Traffico di rifiuti pericolosi e ricettazione, 2 arresti e 7 indagati

Scoperta un’articolata attività di raccolta di rifiuti metallici inquinanti che venivano poi smaltiti in impianti non in regola e, quindi, rivenduti a terzi che li riciclavano.

Cagliari- I carabinieri del nucleo operativo ecologico regionale hanno eseguito un ordine di arresto ai domiciliari e un obbligo di dimora nei confronti di due persone per l’accusa di traffico di rifiuti pericolosi: i due raccoglievano e ricevevano rifiuti metallici inquinanti da contenitori non autorizzati, poi li smaltivano in un loro impianto a Decimomannu, in provincia di Cagliari, che non era provvisto delle necessarie autorizzazioni per il trattamento di rifiuti speciali. Infine rivendevano i rifiuti alle ditte che li riciclavano.
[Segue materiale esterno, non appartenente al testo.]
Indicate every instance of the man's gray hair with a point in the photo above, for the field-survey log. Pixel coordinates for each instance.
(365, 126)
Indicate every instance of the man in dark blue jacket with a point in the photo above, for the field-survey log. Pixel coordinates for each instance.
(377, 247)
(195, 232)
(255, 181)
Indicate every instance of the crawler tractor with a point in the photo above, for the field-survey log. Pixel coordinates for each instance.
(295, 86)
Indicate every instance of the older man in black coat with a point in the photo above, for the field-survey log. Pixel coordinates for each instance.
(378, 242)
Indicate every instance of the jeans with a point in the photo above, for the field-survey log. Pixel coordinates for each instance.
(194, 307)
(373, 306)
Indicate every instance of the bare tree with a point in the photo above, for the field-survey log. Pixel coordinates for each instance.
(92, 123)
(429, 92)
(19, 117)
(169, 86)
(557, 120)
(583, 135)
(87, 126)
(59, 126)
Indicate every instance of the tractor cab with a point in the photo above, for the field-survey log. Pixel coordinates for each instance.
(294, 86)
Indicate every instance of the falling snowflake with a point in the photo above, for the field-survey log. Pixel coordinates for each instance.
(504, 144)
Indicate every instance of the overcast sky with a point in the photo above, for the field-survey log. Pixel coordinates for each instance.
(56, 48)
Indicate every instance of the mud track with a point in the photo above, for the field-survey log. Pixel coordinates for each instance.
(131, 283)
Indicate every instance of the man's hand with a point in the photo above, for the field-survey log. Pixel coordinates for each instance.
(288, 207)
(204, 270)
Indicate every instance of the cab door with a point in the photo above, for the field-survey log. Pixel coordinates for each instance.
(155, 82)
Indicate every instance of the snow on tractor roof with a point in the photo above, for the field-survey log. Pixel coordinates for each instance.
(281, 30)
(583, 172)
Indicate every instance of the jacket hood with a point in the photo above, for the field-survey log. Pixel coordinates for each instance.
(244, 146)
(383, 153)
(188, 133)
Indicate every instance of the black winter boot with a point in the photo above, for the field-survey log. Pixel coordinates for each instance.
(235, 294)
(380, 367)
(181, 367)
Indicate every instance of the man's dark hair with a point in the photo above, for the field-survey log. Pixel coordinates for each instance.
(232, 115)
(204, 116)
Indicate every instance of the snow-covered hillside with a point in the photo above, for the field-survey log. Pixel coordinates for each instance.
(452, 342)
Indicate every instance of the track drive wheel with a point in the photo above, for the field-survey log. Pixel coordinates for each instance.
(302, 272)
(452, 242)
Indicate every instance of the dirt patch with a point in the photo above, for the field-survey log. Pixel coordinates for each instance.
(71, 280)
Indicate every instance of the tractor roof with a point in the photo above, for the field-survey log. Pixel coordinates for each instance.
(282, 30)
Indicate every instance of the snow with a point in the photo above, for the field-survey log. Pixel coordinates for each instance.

I militari hanno eseguito due ordinanze di custodia cautelare richieste dalla Dda di Cagliari e firmate dal Gip del capoluogo. I destinatari dei provvedimenti sono residenti a Uta e Cagliari e lavoravano per una impresa di trattamento e recupero di rottami ferrosi e metallici, pneumatici e rifiuti anche tossici e nocivi con sede a Decimomannu.

L’impianto, ma anche i conti correnti della società per un valore complessivo di oltre un milione di euro, sono stati sequestrati. Indagate a piede libero altre sette persone, tutte impiegate direttamente o riconducibili all’azienda di Decimomannu.

Per tutti le accuse sono quelle di associazione a delinquere finalizzata al traffico di rifiuti speciali pericolosi e ricettazione. Le indagini del Noe di Cagliari erano iniziate nel febbraio del 2020, quando era stato ispezionato l’impianto di Decimomannu. Spiega una nota dei carabinieri

L’impianto era formalmente autorizzato al recupero di rifiuti speciali, R.a.e.e., P.f.u., batterie esauste e altre tipologie di rifiuti, ma si sarebbero consumati illeciti riguardanti l’abuso a gestione di tali rifiuti pericolosi provenienti da circuiti di raccolta non autorizzati”

Secondo quanto accertato dai carabinieri, nell’impianto chiunque poteva conferire i rifiuti senza avere alcuna autorizzazione. Ai rifiuti venivano assegnati certificazioni false. “Avrebbero così avuto una nuova veste – spiegano dal Noe – in modo da poterli immettere sul mercato conseguendo un ingiusto profitto“. Il danno alle casse dello Stato ammonterebbe ad almeno 2 milioni di euro.